How to save a trained model from a Vertex AI custom training to Storage?

353 views Asked by At

The following Python code generates a trained model called wine_mdl:

from sklearn import datasets, svm
import logging

logging.info('Loading a Scikit-learn toy dataset')
wine_df=datasets.load_wine(as_frame=True)

logging.info('Model training')
wine_mdl=svm.SVC(probability=True)
wine_mdl.fit(X=wine_df.data, y=wine_df.target)

# logging.info('Saving the trained model')

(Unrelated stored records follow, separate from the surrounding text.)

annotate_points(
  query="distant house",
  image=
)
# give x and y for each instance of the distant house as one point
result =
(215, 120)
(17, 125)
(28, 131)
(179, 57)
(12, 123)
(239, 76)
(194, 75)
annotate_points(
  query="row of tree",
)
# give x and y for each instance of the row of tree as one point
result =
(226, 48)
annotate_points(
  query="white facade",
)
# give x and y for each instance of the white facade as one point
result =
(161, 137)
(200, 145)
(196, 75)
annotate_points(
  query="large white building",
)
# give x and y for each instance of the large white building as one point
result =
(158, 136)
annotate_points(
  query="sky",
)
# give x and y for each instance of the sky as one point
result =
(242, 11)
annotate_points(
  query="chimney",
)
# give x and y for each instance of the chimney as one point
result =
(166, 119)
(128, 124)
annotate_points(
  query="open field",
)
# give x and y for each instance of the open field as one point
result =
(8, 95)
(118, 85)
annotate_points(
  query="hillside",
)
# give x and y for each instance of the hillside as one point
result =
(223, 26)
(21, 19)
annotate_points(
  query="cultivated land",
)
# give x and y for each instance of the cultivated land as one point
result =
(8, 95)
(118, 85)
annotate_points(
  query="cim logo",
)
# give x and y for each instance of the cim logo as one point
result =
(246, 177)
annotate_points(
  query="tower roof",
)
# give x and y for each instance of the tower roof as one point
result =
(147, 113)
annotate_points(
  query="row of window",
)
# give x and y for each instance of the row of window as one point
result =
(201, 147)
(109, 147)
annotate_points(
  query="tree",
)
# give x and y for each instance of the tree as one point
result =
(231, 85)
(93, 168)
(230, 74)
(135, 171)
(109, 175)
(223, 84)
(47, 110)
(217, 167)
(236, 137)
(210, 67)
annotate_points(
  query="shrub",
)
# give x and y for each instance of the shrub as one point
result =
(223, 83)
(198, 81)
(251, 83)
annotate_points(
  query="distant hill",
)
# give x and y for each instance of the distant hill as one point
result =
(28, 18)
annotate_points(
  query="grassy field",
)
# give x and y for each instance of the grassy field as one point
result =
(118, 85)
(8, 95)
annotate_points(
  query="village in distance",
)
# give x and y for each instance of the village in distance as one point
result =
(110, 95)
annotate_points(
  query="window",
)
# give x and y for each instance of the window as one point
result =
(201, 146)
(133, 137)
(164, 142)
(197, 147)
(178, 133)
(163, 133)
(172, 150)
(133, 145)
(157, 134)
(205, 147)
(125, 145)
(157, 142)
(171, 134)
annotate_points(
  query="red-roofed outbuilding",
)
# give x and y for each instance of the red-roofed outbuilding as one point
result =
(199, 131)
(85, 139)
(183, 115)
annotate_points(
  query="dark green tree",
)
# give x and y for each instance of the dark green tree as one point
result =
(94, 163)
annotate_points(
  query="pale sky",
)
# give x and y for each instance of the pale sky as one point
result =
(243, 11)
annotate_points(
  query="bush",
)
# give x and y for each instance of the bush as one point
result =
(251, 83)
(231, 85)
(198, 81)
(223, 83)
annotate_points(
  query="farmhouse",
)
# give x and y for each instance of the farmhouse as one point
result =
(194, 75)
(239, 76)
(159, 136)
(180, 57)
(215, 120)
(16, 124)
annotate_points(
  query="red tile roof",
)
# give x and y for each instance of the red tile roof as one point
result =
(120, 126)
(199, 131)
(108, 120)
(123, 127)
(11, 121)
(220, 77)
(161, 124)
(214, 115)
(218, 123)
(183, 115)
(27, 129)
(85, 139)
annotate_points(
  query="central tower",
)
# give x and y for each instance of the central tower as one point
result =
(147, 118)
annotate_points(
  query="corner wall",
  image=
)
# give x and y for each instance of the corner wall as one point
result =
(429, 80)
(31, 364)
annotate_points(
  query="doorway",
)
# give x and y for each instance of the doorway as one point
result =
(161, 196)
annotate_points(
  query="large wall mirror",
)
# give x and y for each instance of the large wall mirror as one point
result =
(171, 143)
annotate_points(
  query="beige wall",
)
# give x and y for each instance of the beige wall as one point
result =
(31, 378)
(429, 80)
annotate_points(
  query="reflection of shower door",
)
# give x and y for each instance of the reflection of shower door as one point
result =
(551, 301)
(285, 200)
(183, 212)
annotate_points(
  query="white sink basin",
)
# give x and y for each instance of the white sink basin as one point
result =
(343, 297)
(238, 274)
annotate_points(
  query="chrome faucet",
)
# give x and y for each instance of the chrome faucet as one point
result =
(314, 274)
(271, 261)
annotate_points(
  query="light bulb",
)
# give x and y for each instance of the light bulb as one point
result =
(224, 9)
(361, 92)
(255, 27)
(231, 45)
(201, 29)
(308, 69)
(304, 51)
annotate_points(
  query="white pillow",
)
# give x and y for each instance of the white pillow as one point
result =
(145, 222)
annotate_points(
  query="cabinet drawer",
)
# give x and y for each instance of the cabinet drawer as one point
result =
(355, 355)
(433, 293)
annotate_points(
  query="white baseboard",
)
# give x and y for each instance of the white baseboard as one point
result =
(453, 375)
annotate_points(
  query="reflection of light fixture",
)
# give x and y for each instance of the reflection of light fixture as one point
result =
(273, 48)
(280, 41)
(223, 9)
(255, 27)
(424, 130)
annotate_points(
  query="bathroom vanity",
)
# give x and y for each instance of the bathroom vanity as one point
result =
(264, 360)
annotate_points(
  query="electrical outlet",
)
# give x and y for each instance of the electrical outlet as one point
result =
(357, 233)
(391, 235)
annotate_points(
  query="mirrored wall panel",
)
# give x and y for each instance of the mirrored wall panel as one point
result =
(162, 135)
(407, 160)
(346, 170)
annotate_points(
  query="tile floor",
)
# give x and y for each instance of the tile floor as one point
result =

I want to run a custom job on Vertex AI Training:

  • without managed dataset
  • a scikit-learn pre-built container
  • a code packaged according to the Google Cloud documentation
  • a Google Storage output directory gs://my-bucket-for-vertexai/my-output-directory Vertex AI Training container configuration

Which line(s) of code could I add to the above Python code to export the trained model to the dedicated Google Storage repository ?

2

There are 2 answers

2
Nestor On

Can you try this? You will need to install Vertex AI SDK for Python:

To upload a model:

model = aiplatform.Model.upload( display_name='my-model', artifact_uri="gs://python/to/my/model/dir", serving_container_image_uri="us-docker.pkg.dev/vertex-ai/prediction/tf2-cpu.2-2:latest", )
2
Othmane El Omri On

You should use the environment variable AIP_MODEL_DIR to write your model to the output directory that you defined in the job according to this. Here's an example taken from here.

import os
import pickle

from google.cloud import storage
from sklearn.ensemble import RandomForestClassifier

classifier = RandomForestClassifier()
classifier.fit(data, target)

artifact_filename = 'model.pkl'

# Save model artifact to local filesystem (doesn't persist)
local_path = artifact_filename
with open(local_path, 'wb') as model_file:
  pickle.dump(classifier, model_file)

# Upload model artifact to Cloud Storage
model_directory = os.environ['AIP_MODEL_DIR']
storage_path = os.path.join(model_directory, artifact_filename)
blob = storage.blob.Blob.from_string(storage_path, client=storage.Client())
blob.upload_from_filename(local_path)

Make sure to give the right name to your model. model.pkl or model.joblib is expected if you're using scikit-learn. Read more here.